I0106 05:00:32.687424       1 leaderelection.go:260] successfully acquired lease manager/controller-leader-election-cabpt
[controller-runtime] log.SetLogger(...) was never called; logs will not be displayed.
Detected at:
     >  goroutine 121 [running]:
     >  runtime/debug.Stack()
     >   /toolchain/go/src/runtime/debug/stack.go:24 +0x64
     >  sigs.k8s.io/controller-runtime/pkg/log.eventuallyFulfillRoot()
     >   /.cache/mod/sigs.k8s.io/controller-runtime@v0.16.3/pkg/log/log.go:60 +0xf4
     >  sigs.k8s.io/controller-runtime/pkg/log.(*delegatingLogSink).WithValues(0x4000994300, {0x4000427c00, 0x2, 0x2})
     >   /.cache/mod/sigs.k8s.io/controller-runtime@v0.16.3/pkg/log/deleg.go:168 +0x3c
     >  github.com/go-logr/logr.Logger.WithValues({{0x1d70f40, 0x4000994300}, 0x0}, {0x4000427c00?, 0x0?, 0x0?})
     >   /.cache/mod/github.com/go-logr/logr@v1.3.0/logr.go:336 +0x48
     >  sigs.k8s.io/cluster-api/util/predicates.ResourceNotPausedAndHasFilterLabel.All.func10({{0x1d8abd0?, 0x4000a9d380?}})
     >   /.cache/mod/sigs.k8s.io/cluster-api@v1.6.0/util/predicates/generic_predicates.go:46 +0xa4
     >  sigs.k8s.io/controller-runtime/pkg/predicate.Funcs.Create(...)
     >   /.cache/mod/sigs.k8s.io/controller-runtime@v0.16.3/pkg/predicate/predicate.go:72
     >  sigs.k8s.io/controller-runtime/pkg/internal/source.(*EventHandler).OnAdd(0x40001f6460, {0x19dd980?, 0x4000a9d380})
     >   /.cache/mod/sigs.k8s.io/controller-runtime@v0.16.3/pkg/internal/source/event_handler.go:80 +0x1cc
     >  k8s.io/client-go/tools/cache.ResourceEventHandlerFuncs.OnAdd(...)
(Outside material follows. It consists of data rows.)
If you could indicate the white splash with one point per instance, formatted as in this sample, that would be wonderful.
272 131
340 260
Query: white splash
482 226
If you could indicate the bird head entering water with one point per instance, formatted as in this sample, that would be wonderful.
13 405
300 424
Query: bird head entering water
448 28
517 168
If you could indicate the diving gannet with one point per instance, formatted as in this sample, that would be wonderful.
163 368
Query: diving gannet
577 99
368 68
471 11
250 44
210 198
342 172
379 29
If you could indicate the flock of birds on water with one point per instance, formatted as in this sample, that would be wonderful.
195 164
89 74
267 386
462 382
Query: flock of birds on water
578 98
     >   /.cache/mod/k8s.io/client-go@v0.28.4/tools/cache/controller.go:239
     >  k8s.io/client-go/tools/cache.(*processorListener).run.func1()
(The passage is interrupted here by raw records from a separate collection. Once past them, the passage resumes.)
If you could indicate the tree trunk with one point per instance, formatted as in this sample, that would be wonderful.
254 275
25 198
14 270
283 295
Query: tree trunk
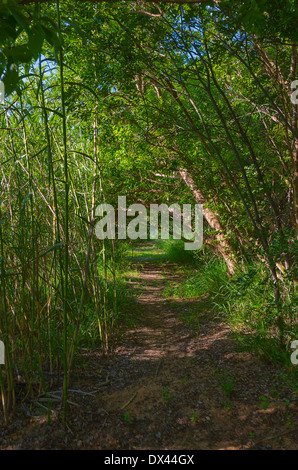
224 246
     >   /.cache/mod/k8s.io/client-go@v0.28.4/tools/cache/shared_informer.go:974 +0x154
     >  k8s.io/apimachinery/pkg/util/wait.BackoffUntil.func1(0x0?)
     >   /.cache/mod/k8s.io/apimachinery@v0.28.4/pkg/util/wait/backoff.go:226 +0x40
     >  k8s.io/apimachinery/pkg/util/wait.BackoffUntil(0x400010e728?, {0x1d4d3e0, 0x40009b8090}, 0x1, 0x40009c0120)
     >   /.cache/mod/k8s.io/apimachinery@v0.28.4/pkg/util/wait/backoff.go:227 +0x90
     >  k8s.io/apimachinery/pkg/util/wait.JitterUntil(0x0?, 0x3b9aca00, 0x0, 0x0?, 0x0?)
     >   /.cache/mod/k8s.io/apimachinery@v0.28.4/pkg/util/wait/backoff.go:204 +0x80
     >  k8s.io/apimachinery/pkg/util/wait.Until(...)
     >   /.cache/mod/k8s.io/apimachinery@v0.28.4/pkg/util/wait/backoff.go:161
     >  k8s.io/client-go/tools/cache.(*processorListener).run(0x40009e8000)
     >   /.cache/mod/k8s.io/client-go@v0.28.4/tools/cache/shared_informer.go:968 +0x68
     >  k8s.io/apimachinery/pkg/util/wait.(*Group).Start.func1()
     >   /.cache/mod/k8s.io/apimachinery@v0.28.4/pkg/util/wait/wait.go:72 +0x58
     >  created by k8s.io/apimachinery/pkg/util/wait.(*Group).Start in goroutine 223
     >   /.cache/mod/k8s.io/apimachinery@v0.28.4/pkg/util/wait/wait.go:70 +0x7c 

Provider: Docker on MacOS Sonoma Versions:

wim-de-groot commented 8 months ago

I do have the same issue. Maybe this is more of an cluster api issue?